Hampstead traders rally against new food market plan with petition
PUBLISHED: 15:10 01 September 2016 | UPDATED: 15:10 01 September 2016
A new outdoor food market due to open in Hampstead faces opposition from several local traders, who have started a petition against it.
The market, which advertises itself as featuring “award-winning farmers, small batch producers and street food traders,” is due to begin trading on Saturday September 10, and continue on a weekly basis at Hampstead Parochial School, in Holly Bush Vale.
But several traders from the area have taken exception to the idea.
A petition, signed by a group including the local butcher, fishmonger and cafe, claims the market “will have an impact on the existing retailers on the high street. If the food market goes ahead it will add traffic and congestion to an already overstretched area of Heath Street”
Signee Farza Emami, owner of local shop Meat Naturally, doesn’t see the need for another market.

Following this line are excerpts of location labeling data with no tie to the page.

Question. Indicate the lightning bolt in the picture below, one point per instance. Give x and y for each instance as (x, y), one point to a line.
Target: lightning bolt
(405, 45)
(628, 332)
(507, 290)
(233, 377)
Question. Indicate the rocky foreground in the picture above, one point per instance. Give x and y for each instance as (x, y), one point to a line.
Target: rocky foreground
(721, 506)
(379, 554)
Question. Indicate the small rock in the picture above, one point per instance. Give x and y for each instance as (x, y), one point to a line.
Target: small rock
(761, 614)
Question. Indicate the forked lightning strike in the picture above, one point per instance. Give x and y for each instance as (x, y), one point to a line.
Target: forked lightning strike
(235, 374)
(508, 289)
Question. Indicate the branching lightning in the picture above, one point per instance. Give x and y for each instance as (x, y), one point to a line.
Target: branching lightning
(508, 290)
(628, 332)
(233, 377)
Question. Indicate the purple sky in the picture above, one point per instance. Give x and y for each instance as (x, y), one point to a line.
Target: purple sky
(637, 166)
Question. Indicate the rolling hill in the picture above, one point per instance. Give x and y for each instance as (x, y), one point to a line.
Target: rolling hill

“We [the local traders] all feel like we’re here 365 days a year and this market is just offering something that’s already there,” she said.
“It’s very hard for independent traders to stay in business, and Saturday is our busiest trading day. There are already markets in West Hampstead, Parliament Hill and Primrose Hill, and I really don’t see the need for another.”
The market is being organised by Mike Norledge, the man behind the Primrose Hill market. He feels the market could have a good impact on local businesses.
“The reason why we opened Hampstead Market is because we had so many people from Hampstead come to our market in Primrose Hill, who said they were crying out for this kind of thing closer to them,” he said.
“Good food markets are proven to have a high knock-on effect on other shops on market day. This is what we are expecting to see in Hampstead.
“There are numerous shops who sell food who have said that they are looking forward to our opening and see it as an opportunity to promote their own business.”
However solicitor Jessica Learmond-Criqui, who runs the Hampstead Shops Campaign, feels differently.
Acting on behalf of the traders, Ms Learmond-Criqui plans to fight the opening of the market.
“The fact is we pride ourselves on helping independent traders, and it’s important to look at things from their point of view and heed their concerns,” she said.